A restriction on someone amounts to a Deprivation of Liberty if:

  • they are subject to continuous supervision and control
  • they are not free to leave – with the focus being not on whether a person seems to be wanting to leave, but on how those who support them would react if they did want to leave.

A Deprivation of Liberty assessment should also be considered if any of the following are happening:

  • frequent use of sedation or medication to control behaviour
  • regular use of physical restraint to control behaviour
  • the person concerned objects verbally or physically to the restriction or restraint
  • there are objections from family or friends to the restriction or restraint
  • the person is confined to a particular part of the establishment in which they are being cared for
  • the person is already subject to a Deprivation of Liberty authorisation which is about to expire.

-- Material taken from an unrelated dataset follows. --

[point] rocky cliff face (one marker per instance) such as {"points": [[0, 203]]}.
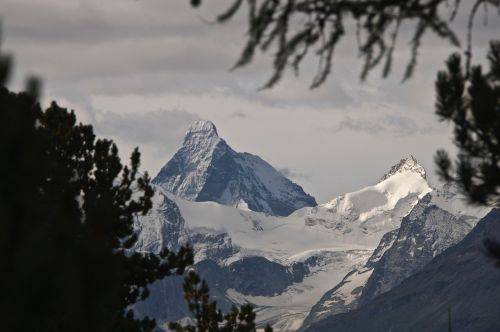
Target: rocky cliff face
{"points": [[205, 168], [461, 280], [437, 222]]}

Any deprivation that is authorised by the council will be for as short a time as possible. The maximum period would be 12 months. If someone is living somewhere other than a care home or hospital and may need to be deprived of their liberty, the Court of Protection need to authorise this.

When are Deprivation of Liberty Safeguards (DoLS) used?

Deprivation of Liberty Safeguards are only used where it is absolutely necessary to prevent harm to someone and Kent County Council will always look for the least restrictive way, to ensure they have as much control over their lives as possible. Care homes and hospitals should always consider least restrictive alternatives for the care they provide. Where this is not possible, an application for Deprivation of Liberty authorisation must be made.